我编写了自己的代码来创建ROC曲线,然后根据定义计算AUC,但是我得到了与其他软件包不同的结果,我不明白我在这里做错了什么。这是我的代码。先感谢您。
ROC.sort <- function(pred,true,vals,decreasing=FALSE){
sorted.index <- sort(vals,index=TRUE,decreasing=decreasing)$ix
sort.pred <- pred[sorted.index]
sort.true <- true[sorted.index]
return(list(sort.pred,sort.true))
}
ROC.ploter <- function(pred,true,add.to.plot=FALSE,color="black"){
index <- which(pred == 1)
vals <- true[index]
n.true <- 1/length(which(vals==1))
n.false <- 1/length(which(vals==0))
points <- data.frame(0,0)
last.point <- c(0,0)
for(i in 1:length(vals)){
if(vals[i] == 0){
next.point <- last.point + c(n.false,0)
last.point <- next.point
points <- rbind(points,next.point)
} else {
next.point <- last.point + c(0,n.true)
last.point <- next.point
points <- rbind(points,next.point)
}
}
if(add.to.plot){
points(x=points[,1],y=points[,2],col=color,type="l")
} else {
plot(x=points[,1],y=points[,2],xlab="False Positives",ylab="True Positives",
main= "ROC",type="l",col=color)
points(x=c(0,1),y=c(0,1),type='l')
}
return(points)
}
find.auc <- function(points){
x <- points[,1]
y <- points[,2]
result <- 0
n <- length(x)
x.prev <- x[1]
y.prev <- y[1]
for(i in 2:n){
x.curr <- x[i]
y.curr <- y[i]
if(x.curr == x.prev){
y.prev <- y.curr
} else {
result <- result + y.prev*(x.curr-x.prev)
x.prev <- x.curr
}
}
return(result)
}
这是一个有效的例子。
library(LiblineaR)
size <- 10000
truth <- rbinom(size,1,.9)
dat <- cbind(truth+rnorm(size),truth*rnorm(size))

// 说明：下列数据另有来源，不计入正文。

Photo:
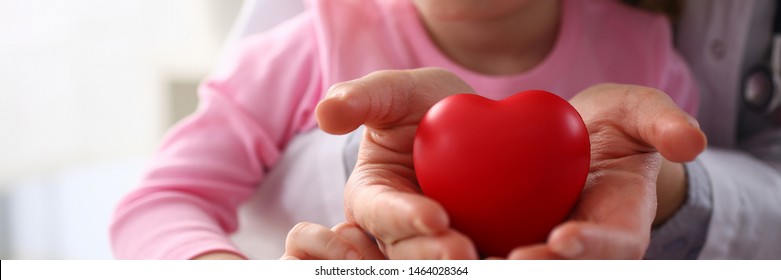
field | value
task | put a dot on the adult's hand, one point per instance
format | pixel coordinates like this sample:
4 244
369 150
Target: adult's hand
629 128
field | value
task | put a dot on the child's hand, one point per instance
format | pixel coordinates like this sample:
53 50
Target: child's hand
345 241
627 126
382 195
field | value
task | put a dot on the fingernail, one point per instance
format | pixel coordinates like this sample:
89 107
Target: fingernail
418 222
570 248
693 122
352 255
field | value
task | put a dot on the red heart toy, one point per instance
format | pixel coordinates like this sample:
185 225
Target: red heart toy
507 172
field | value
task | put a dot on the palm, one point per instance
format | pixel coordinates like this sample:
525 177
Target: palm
382 195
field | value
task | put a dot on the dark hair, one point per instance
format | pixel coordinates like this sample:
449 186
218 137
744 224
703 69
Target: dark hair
671 8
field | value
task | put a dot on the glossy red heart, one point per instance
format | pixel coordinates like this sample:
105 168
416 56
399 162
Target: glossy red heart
507 172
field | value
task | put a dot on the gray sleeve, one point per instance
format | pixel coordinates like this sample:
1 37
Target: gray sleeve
684 234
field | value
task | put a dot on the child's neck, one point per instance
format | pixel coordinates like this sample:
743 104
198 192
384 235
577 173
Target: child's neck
511 44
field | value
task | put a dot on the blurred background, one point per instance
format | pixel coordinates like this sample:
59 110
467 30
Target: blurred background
87 90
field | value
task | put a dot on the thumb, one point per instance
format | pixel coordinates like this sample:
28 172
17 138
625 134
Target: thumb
385 99
644 114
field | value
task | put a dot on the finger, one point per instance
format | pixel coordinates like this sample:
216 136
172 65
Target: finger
450 245
645 114
385 99
313 241
533 252
389 206
577 240
352 234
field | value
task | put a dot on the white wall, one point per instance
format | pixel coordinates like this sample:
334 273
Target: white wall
85 80
84 99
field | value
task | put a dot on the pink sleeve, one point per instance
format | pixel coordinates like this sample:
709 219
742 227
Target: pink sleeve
211 162
676 79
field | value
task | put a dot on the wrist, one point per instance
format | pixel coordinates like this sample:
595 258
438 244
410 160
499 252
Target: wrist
671 190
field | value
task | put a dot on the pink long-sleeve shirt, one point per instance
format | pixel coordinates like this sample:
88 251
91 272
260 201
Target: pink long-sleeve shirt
214 160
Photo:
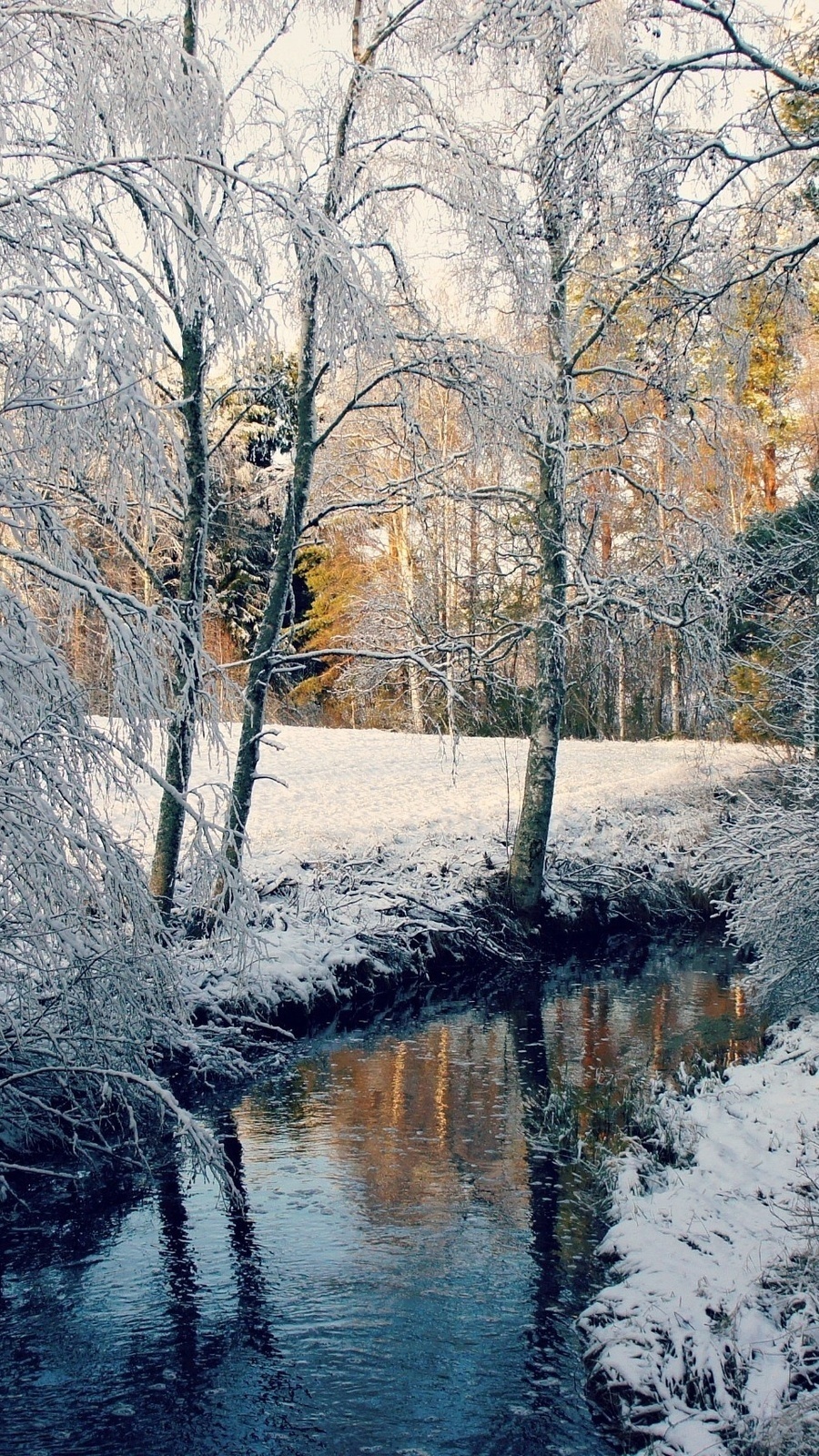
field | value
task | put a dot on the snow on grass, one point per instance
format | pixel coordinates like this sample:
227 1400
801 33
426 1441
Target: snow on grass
714 1320
382 834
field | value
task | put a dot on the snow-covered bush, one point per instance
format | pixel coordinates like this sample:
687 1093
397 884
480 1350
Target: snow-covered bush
767 859
86 989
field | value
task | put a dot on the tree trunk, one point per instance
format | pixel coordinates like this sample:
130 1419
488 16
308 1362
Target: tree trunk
305 449
278 590
407 574
187 682
528 856
675 683
622 711
551 444
770 480
191 604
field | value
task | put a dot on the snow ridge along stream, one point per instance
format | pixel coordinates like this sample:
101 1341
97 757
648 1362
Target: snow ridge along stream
375 834
714 1320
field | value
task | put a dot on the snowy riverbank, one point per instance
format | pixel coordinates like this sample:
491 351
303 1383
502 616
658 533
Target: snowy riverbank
376 837
709 1341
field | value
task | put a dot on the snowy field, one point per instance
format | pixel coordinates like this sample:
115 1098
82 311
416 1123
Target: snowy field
375 832
714 1321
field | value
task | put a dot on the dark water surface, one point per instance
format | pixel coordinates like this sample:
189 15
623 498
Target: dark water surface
402 1271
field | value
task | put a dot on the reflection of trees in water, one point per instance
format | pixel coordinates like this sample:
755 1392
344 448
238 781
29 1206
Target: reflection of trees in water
555 1369
241 1353
428 1123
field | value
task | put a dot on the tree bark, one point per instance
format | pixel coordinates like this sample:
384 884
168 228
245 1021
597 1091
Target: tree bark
187 683
551 446
528 855
305 449
278 590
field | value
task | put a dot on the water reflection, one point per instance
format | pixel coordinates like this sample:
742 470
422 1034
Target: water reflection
402 1259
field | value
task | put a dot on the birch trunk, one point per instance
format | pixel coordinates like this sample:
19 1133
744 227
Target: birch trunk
268 633
187 683
528 856
305 448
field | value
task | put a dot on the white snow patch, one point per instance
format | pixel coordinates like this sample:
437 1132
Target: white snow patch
700 1341
378 832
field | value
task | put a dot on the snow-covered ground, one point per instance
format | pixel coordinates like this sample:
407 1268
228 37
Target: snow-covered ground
714 1320
379 834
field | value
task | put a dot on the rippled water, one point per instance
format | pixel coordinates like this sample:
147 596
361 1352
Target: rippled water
402 1270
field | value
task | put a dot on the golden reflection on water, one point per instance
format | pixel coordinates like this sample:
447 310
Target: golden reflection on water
424 1123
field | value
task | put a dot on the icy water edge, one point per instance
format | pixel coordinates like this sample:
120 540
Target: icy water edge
404 1269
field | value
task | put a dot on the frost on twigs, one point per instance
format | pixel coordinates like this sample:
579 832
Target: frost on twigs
767 859
709 1340
86 990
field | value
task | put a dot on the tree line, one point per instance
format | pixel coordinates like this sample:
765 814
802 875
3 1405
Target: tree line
458 366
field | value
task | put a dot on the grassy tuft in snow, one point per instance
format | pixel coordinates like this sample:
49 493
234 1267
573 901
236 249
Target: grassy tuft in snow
709 1341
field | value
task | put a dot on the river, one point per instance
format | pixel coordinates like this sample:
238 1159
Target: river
405 1261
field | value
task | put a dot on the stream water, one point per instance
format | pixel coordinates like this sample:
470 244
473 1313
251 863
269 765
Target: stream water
402 1270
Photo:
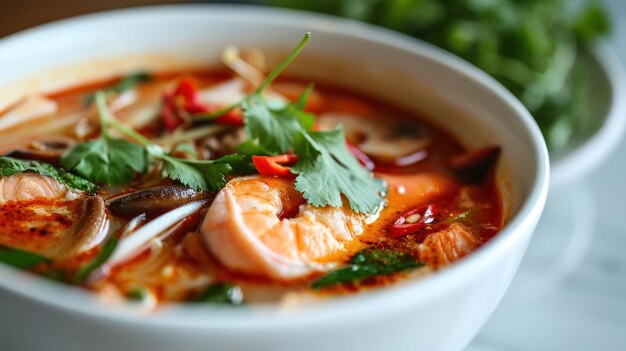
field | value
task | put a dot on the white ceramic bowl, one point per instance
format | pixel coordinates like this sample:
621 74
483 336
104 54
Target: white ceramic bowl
441 312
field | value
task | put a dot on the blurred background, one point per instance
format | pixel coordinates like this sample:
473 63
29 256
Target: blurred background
570 293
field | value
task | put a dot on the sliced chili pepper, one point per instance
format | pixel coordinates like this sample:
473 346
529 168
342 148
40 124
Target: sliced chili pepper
180 102
363 159
414 220
275 165
183 101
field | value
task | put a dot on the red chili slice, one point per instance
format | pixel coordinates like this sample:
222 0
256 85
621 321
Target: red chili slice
183 101
418 217
275 165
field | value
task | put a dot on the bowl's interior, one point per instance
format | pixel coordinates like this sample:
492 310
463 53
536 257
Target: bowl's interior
402 71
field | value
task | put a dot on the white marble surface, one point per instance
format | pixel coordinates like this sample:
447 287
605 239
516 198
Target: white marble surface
583 306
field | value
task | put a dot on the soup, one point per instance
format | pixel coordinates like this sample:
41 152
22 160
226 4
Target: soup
232 186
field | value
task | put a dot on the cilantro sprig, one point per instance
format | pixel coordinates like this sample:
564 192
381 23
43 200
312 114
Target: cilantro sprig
10 166
110 160
326 169
106 160
368 263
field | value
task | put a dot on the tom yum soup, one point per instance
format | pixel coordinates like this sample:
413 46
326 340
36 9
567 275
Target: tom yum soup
234 185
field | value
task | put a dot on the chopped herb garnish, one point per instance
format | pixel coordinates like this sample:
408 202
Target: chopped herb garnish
224 293
103 256
368 263
21 259
10 166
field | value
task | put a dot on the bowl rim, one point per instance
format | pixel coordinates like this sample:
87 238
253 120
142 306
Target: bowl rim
85 304
595 149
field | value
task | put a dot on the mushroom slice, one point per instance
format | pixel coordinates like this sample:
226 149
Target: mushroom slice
399 143
31 107
447 246
155 201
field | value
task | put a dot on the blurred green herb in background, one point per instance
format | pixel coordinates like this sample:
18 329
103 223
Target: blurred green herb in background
530 46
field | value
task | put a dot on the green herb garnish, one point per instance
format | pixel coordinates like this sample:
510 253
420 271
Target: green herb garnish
10 166
106 160
110 160
224 293
21 259
368 263
326 169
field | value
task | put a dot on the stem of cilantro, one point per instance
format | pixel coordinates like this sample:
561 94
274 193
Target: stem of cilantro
266 82
107 120
281 67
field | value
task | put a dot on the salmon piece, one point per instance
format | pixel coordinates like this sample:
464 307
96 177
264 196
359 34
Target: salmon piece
30 186
260 225
447 246
245 229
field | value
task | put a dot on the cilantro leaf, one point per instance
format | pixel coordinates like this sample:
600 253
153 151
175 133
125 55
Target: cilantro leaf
106 160
326 170
10 166
368 263
21 259
274 124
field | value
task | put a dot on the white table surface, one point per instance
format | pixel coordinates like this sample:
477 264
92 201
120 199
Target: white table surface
587 309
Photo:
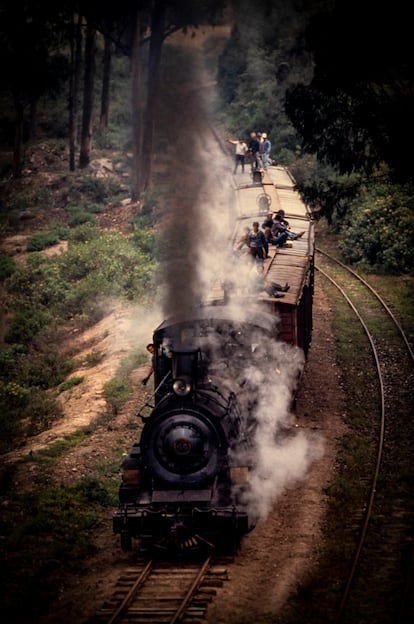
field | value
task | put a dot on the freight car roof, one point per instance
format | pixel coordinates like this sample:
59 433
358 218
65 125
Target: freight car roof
289 264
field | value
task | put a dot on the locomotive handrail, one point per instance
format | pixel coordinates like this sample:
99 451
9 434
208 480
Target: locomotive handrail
147 403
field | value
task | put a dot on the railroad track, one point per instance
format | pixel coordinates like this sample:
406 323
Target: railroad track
379 586
163 592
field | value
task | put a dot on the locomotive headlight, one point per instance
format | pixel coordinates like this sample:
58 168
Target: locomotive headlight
181 387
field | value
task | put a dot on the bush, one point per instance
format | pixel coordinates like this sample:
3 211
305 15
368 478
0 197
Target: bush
380 232
7 267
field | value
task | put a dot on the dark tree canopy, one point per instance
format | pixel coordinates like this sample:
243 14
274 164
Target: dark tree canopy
358 109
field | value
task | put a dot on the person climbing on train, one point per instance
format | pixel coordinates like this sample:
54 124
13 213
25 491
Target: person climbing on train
151 349
242 243
240 153
257 242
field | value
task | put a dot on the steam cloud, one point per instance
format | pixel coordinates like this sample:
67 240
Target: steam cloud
199 222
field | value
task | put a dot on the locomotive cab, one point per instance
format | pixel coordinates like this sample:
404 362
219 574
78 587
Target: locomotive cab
184 482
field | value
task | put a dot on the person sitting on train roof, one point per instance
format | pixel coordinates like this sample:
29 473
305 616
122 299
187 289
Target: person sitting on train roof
257 242
240 153
258 283
281 225
267 227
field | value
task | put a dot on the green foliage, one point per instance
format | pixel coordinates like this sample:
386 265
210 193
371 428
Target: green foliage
355 115
260 61
49 237
96 190
25 324
380 230
7 267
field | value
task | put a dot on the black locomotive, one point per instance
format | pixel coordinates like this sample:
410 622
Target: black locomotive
185 483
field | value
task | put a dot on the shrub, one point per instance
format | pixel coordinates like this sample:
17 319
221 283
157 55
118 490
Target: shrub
7 267
380 232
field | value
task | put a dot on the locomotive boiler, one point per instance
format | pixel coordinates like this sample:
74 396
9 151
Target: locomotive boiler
185 483
223 378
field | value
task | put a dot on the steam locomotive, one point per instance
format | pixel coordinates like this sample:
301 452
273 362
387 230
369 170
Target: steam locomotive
186 484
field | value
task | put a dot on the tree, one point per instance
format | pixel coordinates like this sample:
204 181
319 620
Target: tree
75 63
30 41
357 110
88 94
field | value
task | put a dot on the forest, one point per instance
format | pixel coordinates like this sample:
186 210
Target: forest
85 174
332 85
332 88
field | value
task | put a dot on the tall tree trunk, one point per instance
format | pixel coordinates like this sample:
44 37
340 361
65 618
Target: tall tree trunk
136 110
88 97
18 136
104 118
33 118
76 63
157 37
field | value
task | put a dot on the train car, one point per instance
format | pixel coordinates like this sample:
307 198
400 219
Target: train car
271 191
185 484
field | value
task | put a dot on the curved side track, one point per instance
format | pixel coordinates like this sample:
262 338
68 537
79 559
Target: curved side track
383 559
163 593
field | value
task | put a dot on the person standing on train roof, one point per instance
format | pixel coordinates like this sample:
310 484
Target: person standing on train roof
240 153
265 147
254 147
257 242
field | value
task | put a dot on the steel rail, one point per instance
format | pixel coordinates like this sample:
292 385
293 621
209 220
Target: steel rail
380 448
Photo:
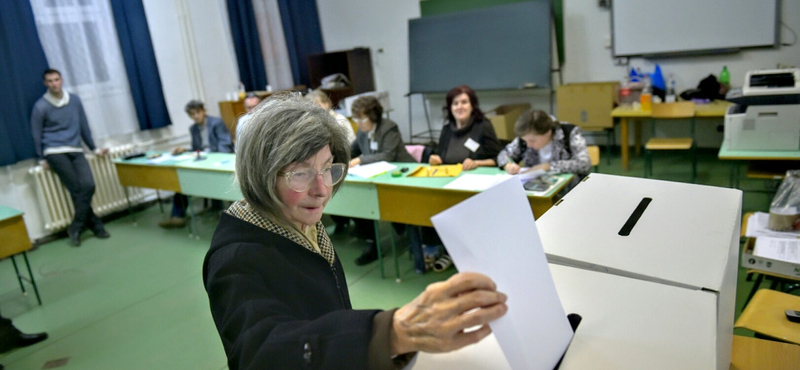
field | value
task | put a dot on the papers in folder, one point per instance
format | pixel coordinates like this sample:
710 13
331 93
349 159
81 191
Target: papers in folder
450 170
371 170
535 332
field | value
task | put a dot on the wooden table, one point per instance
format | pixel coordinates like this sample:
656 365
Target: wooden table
625 114
764 164
15 240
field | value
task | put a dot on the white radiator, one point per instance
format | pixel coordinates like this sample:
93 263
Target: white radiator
109 196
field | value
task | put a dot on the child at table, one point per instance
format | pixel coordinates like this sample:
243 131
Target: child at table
544 143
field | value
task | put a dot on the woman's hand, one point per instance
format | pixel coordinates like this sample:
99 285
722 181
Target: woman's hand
541 166
435 321
469 164
512 168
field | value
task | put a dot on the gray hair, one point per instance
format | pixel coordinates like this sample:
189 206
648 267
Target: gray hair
283 130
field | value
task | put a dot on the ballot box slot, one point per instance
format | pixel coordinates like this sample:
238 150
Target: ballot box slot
634 217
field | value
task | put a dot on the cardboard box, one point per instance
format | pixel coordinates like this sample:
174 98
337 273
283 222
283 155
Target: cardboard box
587 105
686 236
504 118
749 260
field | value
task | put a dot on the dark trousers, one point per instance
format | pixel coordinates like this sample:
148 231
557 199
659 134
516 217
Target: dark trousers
74 171
180 203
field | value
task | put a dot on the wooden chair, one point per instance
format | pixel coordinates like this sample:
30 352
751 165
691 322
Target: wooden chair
671 111
765 315
594 156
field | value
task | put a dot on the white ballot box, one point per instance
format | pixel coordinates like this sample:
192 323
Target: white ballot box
674 234
626 324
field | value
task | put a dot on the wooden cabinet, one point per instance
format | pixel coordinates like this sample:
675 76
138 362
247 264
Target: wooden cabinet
355 64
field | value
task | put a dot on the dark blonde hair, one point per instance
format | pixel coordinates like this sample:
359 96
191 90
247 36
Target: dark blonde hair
534 121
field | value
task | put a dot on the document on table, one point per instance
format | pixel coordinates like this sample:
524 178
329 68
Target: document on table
535 333
757 227
780 249
371 170
475 182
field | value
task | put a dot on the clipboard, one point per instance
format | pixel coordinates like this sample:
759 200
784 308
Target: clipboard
450 170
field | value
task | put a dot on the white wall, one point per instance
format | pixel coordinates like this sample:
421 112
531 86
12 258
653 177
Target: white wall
384 24
197 63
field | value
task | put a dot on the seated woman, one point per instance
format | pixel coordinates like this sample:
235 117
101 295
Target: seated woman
544 143
467 136
276 287
378 139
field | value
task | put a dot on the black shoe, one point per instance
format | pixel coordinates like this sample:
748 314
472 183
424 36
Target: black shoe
20 340
74 238
102 234
370 254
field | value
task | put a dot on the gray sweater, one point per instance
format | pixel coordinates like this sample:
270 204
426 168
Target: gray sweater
54 127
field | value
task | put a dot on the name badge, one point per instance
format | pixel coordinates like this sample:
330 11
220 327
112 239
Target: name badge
472 145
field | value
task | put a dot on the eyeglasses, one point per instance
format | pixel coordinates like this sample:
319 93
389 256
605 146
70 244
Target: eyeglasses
301 180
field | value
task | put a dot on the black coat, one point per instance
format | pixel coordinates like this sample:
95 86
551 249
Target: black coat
278 305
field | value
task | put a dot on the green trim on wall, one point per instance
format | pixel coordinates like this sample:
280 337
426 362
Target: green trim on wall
434 7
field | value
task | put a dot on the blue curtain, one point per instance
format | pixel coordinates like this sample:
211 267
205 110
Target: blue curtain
303 35
247 44
22 62
140 63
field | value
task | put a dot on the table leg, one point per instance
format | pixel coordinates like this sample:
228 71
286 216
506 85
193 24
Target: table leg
637 135
623 125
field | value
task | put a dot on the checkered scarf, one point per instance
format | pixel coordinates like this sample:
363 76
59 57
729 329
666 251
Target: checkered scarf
242 210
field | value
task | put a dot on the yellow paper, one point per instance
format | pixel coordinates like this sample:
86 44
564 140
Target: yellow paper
451 170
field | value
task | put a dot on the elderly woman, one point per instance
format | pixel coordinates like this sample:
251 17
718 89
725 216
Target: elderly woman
276 287
467 137
546 144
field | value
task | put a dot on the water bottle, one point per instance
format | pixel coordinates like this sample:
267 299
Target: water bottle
671 97
646 99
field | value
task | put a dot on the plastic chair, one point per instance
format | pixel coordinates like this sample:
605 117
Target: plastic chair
765 315
671 111
594 156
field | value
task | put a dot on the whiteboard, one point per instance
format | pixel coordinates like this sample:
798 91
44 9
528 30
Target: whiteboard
644 27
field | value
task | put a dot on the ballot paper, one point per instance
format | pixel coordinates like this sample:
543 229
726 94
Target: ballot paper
780 249
371 170
534 333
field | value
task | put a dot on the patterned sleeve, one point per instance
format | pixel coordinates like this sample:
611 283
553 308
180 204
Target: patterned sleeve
580 162
512 151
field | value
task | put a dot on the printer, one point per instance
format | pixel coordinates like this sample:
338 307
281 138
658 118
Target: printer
766 113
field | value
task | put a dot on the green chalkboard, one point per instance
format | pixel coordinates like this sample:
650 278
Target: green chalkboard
434 7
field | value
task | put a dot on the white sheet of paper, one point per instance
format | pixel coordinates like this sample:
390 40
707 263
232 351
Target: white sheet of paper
778 249
494 233
757 227
475 182
371 170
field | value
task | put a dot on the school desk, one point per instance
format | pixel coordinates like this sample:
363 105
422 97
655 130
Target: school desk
626 323
715 109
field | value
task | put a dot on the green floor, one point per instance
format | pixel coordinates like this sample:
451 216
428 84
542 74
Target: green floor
136 301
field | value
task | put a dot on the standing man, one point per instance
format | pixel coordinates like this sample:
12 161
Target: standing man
208 133
58 124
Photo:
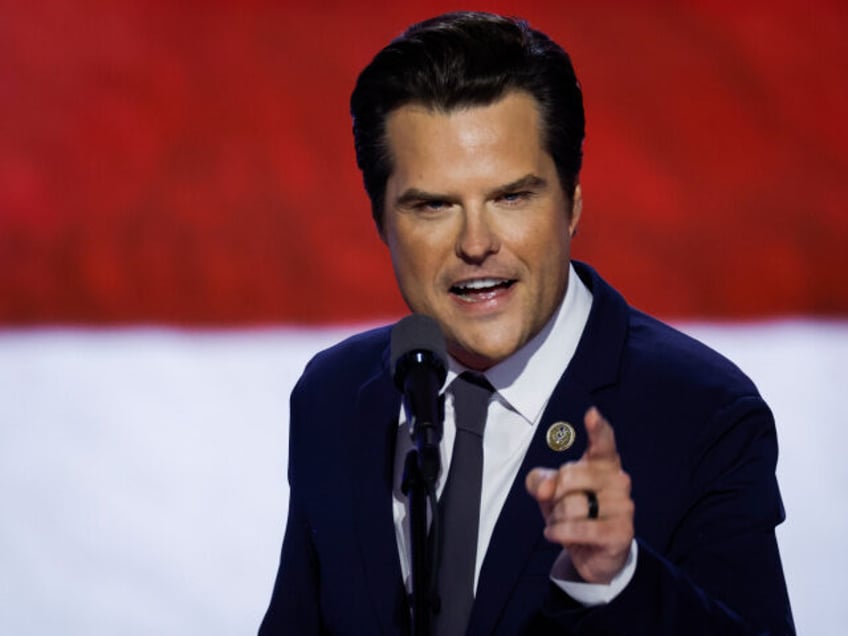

training.index <- (1:(floor(2*size/3)))
model <- LiblineaR(data=dat[training.index,],labels=truth[training.index])
predicted <- predict(model,dat[-training.index,],decisionValues=TRUE)
pred.labs <- predicted$predictions
pred.scores <- predicted$decisionValues
sorted <- ROC.sort(pred.labs,truth[-training.index],pred.scores,decreasing=TRUE)
pts <- ROC.ploter(sorted[[1]],sorted[[2]])
auc <- find.auc(pts)
print(auc)
并在其上创建一个带有ROCR ROC曲线的图和我自己在同一图上的ROC曲线。
pred <- prediction(pred.scores, truth[testing.index])
perf <- performance(pred, measure = "tpr", x.measure = "fpr")
plot(perf, col=rainbow(10))
pts <- ROC.ploter(sorted[[1]],sorted[[2]],add.to.plot=TRUE)